# Glitter nailpolish + matte top coat looks cool!



## emily_3383 (Sep 19, 2009)

Im wearing this orange nailpolish by sinful colors and i applied this purple glitter with Essie Matte about you and it looks so cool. It makes the glitter stand out more. I saw this on Scrangie.com and I had to try it!

Scroll down and you can see what she did.

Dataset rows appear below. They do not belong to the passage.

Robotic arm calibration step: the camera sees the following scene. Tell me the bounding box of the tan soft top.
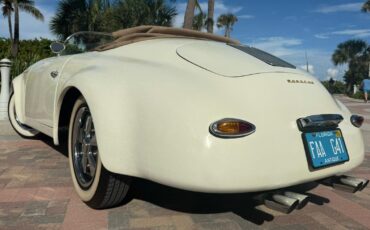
[96,26,240,51]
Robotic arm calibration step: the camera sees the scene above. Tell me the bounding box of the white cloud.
[315,34,329,39]
[299,65,315,74]
[247,37,334,80]
[237,14,255,19]
[315,29,370,39]
[314,2,363,14]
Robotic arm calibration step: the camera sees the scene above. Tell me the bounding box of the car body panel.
[176,41,297,77]
[10,38,364,193]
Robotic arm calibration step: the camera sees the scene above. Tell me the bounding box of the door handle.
[50,71,59,78]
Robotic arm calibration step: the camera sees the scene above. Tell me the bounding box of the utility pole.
[305,50,310,73]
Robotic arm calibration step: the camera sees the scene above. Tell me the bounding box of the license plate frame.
[302,129,349,169]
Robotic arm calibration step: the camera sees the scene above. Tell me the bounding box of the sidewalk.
[0,96,370,230]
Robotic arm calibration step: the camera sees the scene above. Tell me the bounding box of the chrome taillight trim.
[209,118,256,138]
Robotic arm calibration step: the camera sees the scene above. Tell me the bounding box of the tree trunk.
[225,25,230,38]
[12,0,19,58]
[8,14,13,41]
[184,0,196,29]
[207,0,215,34]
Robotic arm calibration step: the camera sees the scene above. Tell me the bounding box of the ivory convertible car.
[9,26,368,211]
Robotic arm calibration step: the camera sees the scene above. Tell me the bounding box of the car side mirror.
[50,42,66,55]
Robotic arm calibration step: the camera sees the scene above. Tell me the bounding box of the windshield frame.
[60,31,115,56]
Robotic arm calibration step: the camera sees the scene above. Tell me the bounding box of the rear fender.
[11,74,26,123]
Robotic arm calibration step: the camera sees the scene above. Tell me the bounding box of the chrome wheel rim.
[72,106,99,190]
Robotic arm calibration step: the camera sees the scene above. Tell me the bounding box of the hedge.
[0,38,54,78]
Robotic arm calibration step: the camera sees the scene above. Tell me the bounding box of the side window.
[230,45,296,69]
[62,32,114,55]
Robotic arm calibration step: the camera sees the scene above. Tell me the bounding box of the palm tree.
[361,0,370,12]
[1,0,44,57]
[206,0,215,33]
[192,13,207,31]
[184,0,203,29]
[50,0,177,39]
[0,0,14,41]
[332,40,370,91]
[50,0,104,39]
[217,13,238,38]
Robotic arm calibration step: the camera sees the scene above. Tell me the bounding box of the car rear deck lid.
[177,41,295,77]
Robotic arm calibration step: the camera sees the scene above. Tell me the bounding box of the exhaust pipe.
[322,176,369,193]
[263,193,299,214]
[283,191,309,209]
[346,176,369,191]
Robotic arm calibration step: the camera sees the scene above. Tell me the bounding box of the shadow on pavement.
[38,134,68,157]
[40,135,329,225]
[128,179,329,225]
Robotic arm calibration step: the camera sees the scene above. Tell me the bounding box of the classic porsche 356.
[9,26,368,211]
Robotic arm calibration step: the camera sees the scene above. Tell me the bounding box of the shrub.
[0,38,53,78]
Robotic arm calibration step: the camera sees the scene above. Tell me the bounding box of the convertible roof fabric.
[96,26,240,51]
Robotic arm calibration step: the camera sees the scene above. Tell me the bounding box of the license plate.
[303,129,349,169]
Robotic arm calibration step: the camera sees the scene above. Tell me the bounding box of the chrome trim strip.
[297,114,344,131]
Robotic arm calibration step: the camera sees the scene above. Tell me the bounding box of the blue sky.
[0,0,370,80]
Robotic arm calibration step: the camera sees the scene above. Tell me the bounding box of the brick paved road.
[0,95,370,230]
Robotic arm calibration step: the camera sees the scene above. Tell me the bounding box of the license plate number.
[303,129,349,169]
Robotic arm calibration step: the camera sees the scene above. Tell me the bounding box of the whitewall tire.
[68,97,131,209]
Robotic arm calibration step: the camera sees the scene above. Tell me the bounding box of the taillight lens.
[351,115,365,128]
[210,118,256,138]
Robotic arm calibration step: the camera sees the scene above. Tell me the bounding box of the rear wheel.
[68,97,131,209]
[8,93,40,138]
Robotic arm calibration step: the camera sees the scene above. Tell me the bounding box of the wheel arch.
[53,86,82,145]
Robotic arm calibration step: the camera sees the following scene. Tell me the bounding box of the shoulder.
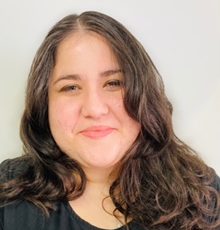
[0,201,43,230]
[0,156,30,183]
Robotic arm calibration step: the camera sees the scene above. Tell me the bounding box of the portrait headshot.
[0,0,220,230]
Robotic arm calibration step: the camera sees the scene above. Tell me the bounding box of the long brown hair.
[0,11,220,229]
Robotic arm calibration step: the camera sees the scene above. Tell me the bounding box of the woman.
[0,12,220,230]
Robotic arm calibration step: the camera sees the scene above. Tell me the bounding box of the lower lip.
[81,128,114,139]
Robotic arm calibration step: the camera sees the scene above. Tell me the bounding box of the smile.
[80,126,115,139]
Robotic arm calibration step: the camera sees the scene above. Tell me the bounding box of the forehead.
[54,31,119,74]
[56,29,116,60]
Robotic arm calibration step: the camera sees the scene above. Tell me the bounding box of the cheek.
[49,101,79,132]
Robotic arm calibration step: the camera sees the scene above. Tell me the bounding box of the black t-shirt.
[0,201,143,230]
[0,158,220,230]
[0,158,143,230]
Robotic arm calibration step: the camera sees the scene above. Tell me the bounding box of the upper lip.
[80,125,114,132]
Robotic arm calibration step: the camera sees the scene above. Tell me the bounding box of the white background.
[0,0,220,175]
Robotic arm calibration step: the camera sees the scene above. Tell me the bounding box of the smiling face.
[49,31,140,172]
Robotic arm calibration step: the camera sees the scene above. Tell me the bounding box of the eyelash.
[104,80,124,89]
[60,85,81,92]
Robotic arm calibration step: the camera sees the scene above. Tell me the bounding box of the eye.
[60,85,81,94]
[104,80,124,91]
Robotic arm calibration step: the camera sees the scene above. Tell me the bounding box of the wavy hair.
[0,11,219,229]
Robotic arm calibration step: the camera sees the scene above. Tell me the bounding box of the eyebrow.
[53,69,122,85]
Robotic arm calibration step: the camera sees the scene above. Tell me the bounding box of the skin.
[49,31,140,229]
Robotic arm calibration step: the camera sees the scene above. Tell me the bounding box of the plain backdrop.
[0,0,220,174]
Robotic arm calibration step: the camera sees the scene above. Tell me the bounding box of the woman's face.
[49,32,140,171]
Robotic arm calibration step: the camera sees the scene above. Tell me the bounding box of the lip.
[80,126,115,139]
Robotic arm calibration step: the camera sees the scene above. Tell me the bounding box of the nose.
[81,90,109,119]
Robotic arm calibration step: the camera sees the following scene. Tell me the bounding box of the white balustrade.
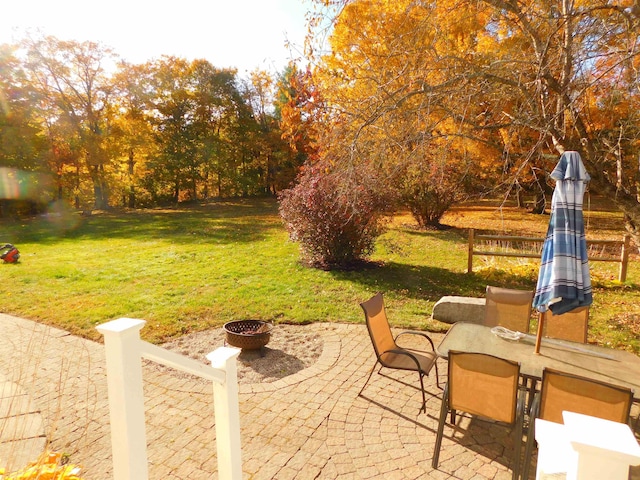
[97,318,242,480]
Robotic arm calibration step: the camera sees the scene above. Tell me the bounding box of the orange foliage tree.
[304,0,640,243]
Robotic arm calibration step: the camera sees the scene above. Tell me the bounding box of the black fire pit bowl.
[222,320,273,350]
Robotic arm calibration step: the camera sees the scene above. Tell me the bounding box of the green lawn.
[0,199,640,352]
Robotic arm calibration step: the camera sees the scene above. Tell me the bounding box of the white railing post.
[207,347,242,480]
[97,318,149,480]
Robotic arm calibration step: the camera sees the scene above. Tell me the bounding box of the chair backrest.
[484,285,534,333]
[540,307,589,343]
[448,351,520,423]
[360,293,397,358]
[538,369,633,423]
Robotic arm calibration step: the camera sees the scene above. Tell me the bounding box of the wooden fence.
[467,228,631,282]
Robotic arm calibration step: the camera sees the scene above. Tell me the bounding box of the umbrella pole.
[533,312,544,354]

Scrangie: China Glaze Halloween Glitters plus New Matte Magic topcoat


----------



## pinksugar (Sep 19, 2009)

wow, that's hardcore coolness! so different and unusual looking! love it!


----------



## mebs786 (Sep 19, 2009)

I really like that... The glitter just stands out more against the dark colour....


----------



## Bec688 (Sep 20, 2009)

She has done a few sparklies with matte top coats. Some look great, others, not so much.


----------



## Chaeli (Sep 20, 2009)

I really like the looks of some of them. It certainly is worth giving them a try on.


----------



## Dalylah (Sep 20, 2009)

Love those matte!


----------



## itzmarylicious (Jan 8, 2010)

OPI came out with a new line, "suede" they have some of their most popular colors like Lincoln Park After Dark in the Suede line..its basically a little glittery/shimmery and matte. They also have a "matte" line w/ no shimmer or glitter


----------



## Adrienne (Jan 8, 2010)

Matte still irks me out. When I see it I automatically hear the sound of nails scratching a chalkboard lol.


----------